I recently watched an interview with novelist and poet Louise Erdrich. Born and raised in North Dakota, Erdrich is part Ojibwe, part French, and part German.

In the interview, she commented on “the deepest trust” that Native Americans place in the American Government. This is in spite of all of the broken promises and past attempts to dilute, and even wipe out, native cultures.

It occurred to me that they must believe in the noble principles upon which this country is founded, even though those principles are imperfectly applied and protected.

It takes a lot of courage and faith to see past failures and hypocrisy and to choose to embrace the values of a system that imperfectly embodies those values. To stay instead of leave, to strive instead of surrender, to speak instead of grumble.

And what struck me, also, is that I see this with companies. There are many companies with noble mission statements and values statements, but they vary in the degree of success with which they embody and apply those values. (They are, after all, filled with and run by human beings.)

I have often heard it said, “A company is not a democracy.” In most cases this is true.
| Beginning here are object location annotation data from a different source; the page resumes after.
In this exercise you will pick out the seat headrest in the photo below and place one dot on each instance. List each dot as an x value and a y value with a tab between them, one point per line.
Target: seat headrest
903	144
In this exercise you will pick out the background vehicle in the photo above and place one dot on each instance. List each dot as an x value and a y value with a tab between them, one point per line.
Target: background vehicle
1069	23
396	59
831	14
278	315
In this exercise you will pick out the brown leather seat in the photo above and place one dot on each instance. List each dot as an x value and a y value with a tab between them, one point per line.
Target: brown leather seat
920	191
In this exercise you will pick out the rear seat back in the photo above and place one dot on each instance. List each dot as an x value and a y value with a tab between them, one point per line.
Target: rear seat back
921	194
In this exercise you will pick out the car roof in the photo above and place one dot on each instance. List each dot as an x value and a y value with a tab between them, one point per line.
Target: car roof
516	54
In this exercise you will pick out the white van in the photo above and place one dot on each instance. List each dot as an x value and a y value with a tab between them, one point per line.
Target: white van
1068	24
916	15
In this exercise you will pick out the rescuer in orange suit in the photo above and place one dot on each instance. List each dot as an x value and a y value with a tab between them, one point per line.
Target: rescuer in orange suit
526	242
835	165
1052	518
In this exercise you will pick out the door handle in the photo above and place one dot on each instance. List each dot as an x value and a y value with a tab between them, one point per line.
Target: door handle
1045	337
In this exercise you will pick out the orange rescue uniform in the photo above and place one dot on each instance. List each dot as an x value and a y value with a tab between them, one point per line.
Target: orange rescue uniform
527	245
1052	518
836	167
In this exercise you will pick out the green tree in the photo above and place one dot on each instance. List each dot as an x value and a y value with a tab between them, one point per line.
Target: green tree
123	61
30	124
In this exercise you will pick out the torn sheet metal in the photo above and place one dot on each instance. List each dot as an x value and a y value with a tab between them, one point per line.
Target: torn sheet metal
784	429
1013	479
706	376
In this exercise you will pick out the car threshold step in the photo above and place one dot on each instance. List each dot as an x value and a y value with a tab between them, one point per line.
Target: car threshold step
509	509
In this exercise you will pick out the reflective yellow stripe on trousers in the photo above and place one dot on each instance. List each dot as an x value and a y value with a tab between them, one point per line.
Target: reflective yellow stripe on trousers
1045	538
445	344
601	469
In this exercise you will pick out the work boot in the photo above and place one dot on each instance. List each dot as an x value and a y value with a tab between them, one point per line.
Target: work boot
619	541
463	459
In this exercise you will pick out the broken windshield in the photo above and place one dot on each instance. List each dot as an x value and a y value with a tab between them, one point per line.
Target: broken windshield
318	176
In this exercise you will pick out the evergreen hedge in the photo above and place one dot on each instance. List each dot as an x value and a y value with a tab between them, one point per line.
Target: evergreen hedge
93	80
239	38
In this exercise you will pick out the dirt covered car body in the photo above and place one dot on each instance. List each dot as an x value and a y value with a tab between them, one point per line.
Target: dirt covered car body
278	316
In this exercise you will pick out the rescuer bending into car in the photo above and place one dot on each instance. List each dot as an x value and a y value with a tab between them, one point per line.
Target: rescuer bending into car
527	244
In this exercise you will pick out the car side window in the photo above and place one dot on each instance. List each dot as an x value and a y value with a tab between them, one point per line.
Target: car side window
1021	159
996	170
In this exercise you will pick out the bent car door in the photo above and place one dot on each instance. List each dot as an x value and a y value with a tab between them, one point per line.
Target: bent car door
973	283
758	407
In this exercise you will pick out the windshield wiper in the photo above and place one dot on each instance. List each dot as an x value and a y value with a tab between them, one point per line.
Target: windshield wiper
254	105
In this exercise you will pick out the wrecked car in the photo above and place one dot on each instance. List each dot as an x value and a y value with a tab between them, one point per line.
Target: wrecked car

Except for one important thing: Every person who is part of a company has the ability to vote with his or her feet.

Think about the place where you work. Do you support its stated values? To what degree does the company live up to those values? To what degree does it say one thing but do something else? Are its decisions and actions consistent with those values?

You vote with your feet each day that you go to work. But in the thousands of little steps you take throughout each day, do you vote for striving, for improvement, for accountability, for excellence? Or do you vote for excuses, for abdication of responsibility, for safety?

In the last two years, the companies they worked for voted millions of people out. If you are among those millions, how are you voting with your feet now?